It’s Pittosporum time in the prop shed at work and we are busy heeling away at semi-ripe material. I enjoy heels because they are quick and easy to plant. You don’t have to fuss too much. Make sure you have a growing medium with plenty of grit 50:50 compost to grit or sand. I have never needed rooting hormone but I do use some bottom heat and place them in a rooting chamber. If you don’t have one of those a domestic propagator will do. They take better in 70% plus humidity so mist regularly or make sure they are kept moist but not too wet. To prepare them just cut a branch off your favorite one. I like Pittosporum tenufolium ‘Irene Patterson’. I then rip off gently each auxiliary bud which need to be at least 2cm long with leaves. I trim each heal and then plant. I use module trays so that I don’t have any problems with spacing but I would have thought you could put two or three in a small 9cm pot.
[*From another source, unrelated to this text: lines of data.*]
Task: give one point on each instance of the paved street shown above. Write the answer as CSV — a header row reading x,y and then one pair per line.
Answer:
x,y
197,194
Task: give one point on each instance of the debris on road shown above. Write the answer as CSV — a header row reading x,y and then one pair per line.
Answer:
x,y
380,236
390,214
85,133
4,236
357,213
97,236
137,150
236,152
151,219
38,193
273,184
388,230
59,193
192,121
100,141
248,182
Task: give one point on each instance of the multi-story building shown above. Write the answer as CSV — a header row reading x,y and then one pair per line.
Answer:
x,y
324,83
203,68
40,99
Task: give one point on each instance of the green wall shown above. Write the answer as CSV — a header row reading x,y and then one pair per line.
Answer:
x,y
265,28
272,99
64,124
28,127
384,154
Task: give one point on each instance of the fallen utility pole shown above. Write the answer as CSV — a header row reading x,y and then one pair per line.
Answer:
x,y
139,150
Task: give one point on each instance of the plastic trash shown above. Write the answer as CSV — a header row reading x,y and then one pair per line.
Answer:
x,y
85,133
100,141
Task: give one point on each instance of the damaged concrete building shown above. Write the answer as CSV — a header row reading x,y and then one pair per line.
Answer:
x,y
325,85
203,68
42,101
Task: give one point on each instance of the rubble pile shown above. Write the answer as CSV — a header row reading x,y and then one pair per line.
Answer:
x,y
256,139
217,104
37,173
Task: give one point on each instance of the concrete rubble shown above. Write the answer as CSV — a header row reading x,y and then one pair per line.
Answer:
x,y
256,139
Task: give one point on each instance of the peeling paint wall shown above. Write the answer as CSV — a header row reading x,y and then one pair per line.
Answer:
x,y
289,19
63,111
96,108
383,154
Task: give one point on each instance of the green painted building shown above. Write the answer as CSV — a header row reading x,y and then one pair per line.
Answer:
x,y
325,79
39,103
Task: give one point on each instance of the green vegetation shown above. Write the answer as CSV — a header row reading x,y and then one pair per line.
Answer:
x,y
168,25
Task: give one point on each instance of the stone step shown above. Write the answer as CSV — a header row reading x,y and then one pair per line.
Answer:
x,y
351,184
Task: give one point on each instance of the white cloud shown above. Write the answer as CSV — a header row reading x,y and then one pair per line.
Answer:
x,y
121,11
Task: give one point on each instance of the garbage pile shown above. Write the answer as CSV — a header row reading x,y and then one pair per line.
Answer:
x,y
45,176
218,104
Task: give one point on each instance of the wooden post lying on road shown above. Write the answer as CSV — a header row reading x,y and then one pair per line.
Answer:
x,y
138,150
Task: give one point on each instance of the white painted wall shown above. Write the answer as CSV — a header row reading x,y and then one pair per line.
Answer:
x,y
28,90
The temperature of a propagator should be enough. Although at work I do set my at 18 degrees. No life from the peaonies yet.
Today a lovely lady entered my shed just as I was finishing off potting up some Thuja plicata cuttings from last year. In her hand was an envelope containing Paeonia rockii seeds. She also showed me some photographs of the plants they came from in her garden. Amazed by the incredible blooms these tree peonies had to offer, I took up her offer and decided to have a go at getting them to germinate.
I thought they would be easy as I have managed to get many of their Japanese cousins to grow. However, through my research I noted Mr Bricknell’s warning that they are difficult to propagate. On further reading I began to realise that it wasn’t just a simple case of shoving some seeds in a seed tray and covering them with grit and hoping the forces of nature will work their magic in a cold frame. Oh! No! these were going require patience and a bit of care and attention.
After scouring many sites I decided to take Derry Watkins advice and soak the seed in water overnight. She then suggested mixing with damp vermiculite and placing in a plastic bag and storing at room temperature until they root. This can take up to three months. Then I have to put them in the fridge until the shoots appear which can take another three months. To top it all I will probably need to wait another five years before I see the first bloom! Are they worth the wait? Definitely! Or I could just take a short cut and buy a specimen but where’s the fun in that? Also the fact that paeonia do not seed true makes it more exciting as I may end up with a better specimen than its parent.
So I have started this process and soaked my seeds and stored them in vermiculite and I’ll keep you posted on their progress. Now I’m going to issue my warnings, first of all I will need to check propagation rights if I want to sell them and secondly I always obtain seeds from known sources and never from abroad. I don’t want to be the source of the next pest and disease outbreak!